Arranjada pela produtora paulistana Bad$ista, a música evidencia um distanciamento da sonoridade mais crua do funk (que aparecia em Enviadescer, seu primeiro hit, em defesa das “bichas afeminadas”) e uma aproximação com uma sonoridade mais eletrônica – sem tirar o pé do batidão. “Acho que eu sempre tive uma aproximação com a música eletrônica também. Mas acho que o mais interessante tem a ver com trabalhar com produtores onde eu percebo o risco, que experimentam e estão dispostos a construir algo novo juntos, a partir do que já existe. Algo maior que as individualidades”, comenta Linn, que nos shows é acompanhada pelo DJ pernambucano Pininga (mais a cantora Jup do Bairro e o percussionista Valentino Valentino) e já remixada foi até pela DJ trans americana Elysia Crampton.
Linn emerge ao lado de uma série de artistas brasileiros que trazem o gênero, a sexualidade e o movimento LGBT para a linha de frente, como Liniker (que inclusive participa em Bomba), MC Trans, As Bahias e a Cozinha Mineira, MC Queer, Jaloo – um coletivo que alguns já chamam de “geração tombamento”. De toda forma, Linn diz não ter nenhum receio de que sua arte seja colocada em segundo plano em detrimento de seu discurso sobre gênero e corpo.
“Não tenho esse medo. No meu caso, estou falando sobre mim. Minha voz vem impregnada da minha história. Essa é a potência da minha música. Quem soul. Eu não canto apenas pela sonoridade e qualidades da minha voz enquanto virtuose, mas talvez o mais interessante na minha música seja o que estou cantando. E isso faz com que tenhamos que repensar inclusive os papéis e funções da música, enquanto veículo de comunicação. Tráfico de informação”, avalia.
“O nosso trabalho se assemelha na diferença”, compara Linn. “E se assemelha também por serem uma surpresa. Não se esperava que nós ocupássemos esses espaços. Que tivéssemos a possibilidade de falar sobre nós. Talvez nem esperavam que estivéssemos vivas. E se assemelham no perigo de que percebam que nossas vidas importam e tem muita potência. E nossa música surge então também como celebração de nossas existências. Como ato. Como culto. Como ponte. Nos conectando e religando umas às outras”, completa.
Ela destaca que sua música vem, antes de tudo, de um ponto de vista particular, de sua vivência. “Mais do que falar sobre sexualidade e gênero, eu vejo minha atuação num sentido que trata sobre o corpo.

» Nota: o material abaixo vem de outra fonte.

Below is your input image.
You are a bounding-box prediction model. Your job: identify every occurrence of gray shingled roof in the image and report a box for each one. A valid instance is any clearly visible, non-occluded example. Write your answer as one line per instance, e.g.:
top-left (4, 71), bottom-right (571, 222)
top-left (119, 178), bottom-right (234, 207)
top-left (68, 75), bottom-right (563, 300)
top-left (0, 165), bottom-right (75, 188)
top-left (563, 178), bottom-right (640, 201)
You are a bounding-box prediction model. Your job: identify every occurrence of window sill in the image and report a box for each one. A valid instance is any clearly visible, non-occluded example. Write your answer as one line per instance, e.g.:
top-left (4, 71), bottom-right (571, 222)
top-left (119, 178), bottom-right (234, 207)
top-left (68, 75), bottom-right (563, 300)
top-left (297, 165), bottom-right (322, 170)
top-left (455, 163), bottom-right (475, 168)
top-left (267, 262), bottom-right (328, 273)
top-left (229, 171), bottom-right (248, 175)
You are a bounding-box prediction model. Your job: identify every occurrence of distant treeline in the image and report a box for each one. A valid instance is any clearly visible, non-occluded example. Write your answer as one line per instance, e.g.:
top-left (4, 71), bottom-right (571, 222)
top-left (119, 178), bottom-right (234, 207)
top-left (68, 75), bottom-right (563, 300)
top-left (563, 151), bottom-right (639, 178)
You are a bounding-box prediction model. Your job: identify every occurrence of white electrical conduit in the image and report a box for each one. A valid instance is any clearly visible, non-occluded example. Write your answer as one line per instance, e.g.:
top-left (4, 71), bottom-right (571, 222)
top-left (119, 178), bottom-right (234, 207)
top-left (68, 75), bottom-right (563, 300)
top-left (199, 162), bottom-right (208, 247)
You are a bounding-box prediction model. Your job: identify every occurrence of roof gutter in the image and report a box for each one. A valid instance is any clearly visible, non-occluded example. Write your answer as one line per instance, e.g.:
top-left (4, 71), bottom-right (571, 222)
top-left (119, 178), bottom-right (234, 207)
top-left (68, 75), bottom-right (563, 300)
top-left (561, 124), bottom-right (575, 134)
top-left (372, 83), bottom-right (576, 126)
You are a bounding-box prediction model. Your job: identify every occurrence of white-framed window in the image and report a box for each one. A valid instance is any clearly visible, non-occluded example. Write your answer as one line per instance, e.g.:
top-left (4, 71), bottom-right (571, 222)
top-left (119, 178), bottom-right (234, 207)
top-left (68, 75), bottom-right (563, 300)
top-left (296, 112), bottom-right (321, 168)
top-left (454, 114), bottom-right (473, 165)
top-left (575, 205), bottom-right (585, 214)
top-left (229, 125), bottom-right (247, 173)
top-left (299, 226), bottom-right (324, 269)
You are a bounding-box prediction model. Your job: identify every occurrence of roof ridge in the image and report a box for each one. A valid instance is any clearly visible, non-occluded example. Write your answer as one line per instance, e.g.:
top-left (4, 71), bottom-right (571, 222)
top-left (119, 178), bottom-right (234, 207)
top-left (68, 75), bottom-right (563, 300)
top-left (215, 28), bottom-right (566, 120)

Sobre o meu corpo. Minhas experiências. E eu faço isso de uma forma que tenha efeito sobre mim mesma. Algo que eu acredite e que tenha vontade de fazer. Eu faço musicas que eu tenha vontade de ouvir. Eu também sou alvo delas. Eu também preciso delas. Acredito que o que eu venho fazendo tem uma orientação, e um enfrentamento inclusive em relação a mim, fazendo algo que tenha a capacidade de me fazer pensar diferentemente do que eu já penso, ou estou habituada a pensar. Sendo meu próprio transtornar. A incerteza de minhas próprias verdades”.
NO CANUDINHO
No Coquetel Molotov, Linn da Quebrada terá uma participação da cantora de brega Nega do Babado. A informação foi confirmada pela assessoria de Linn e pela produção do evento. Elas cantarão uma nova versão (produzida pelos DJs Bad$ista e Pininga) de Milk Shake, eterno hit do brega pernambucano. Desde já, um dos pontos altos do festival.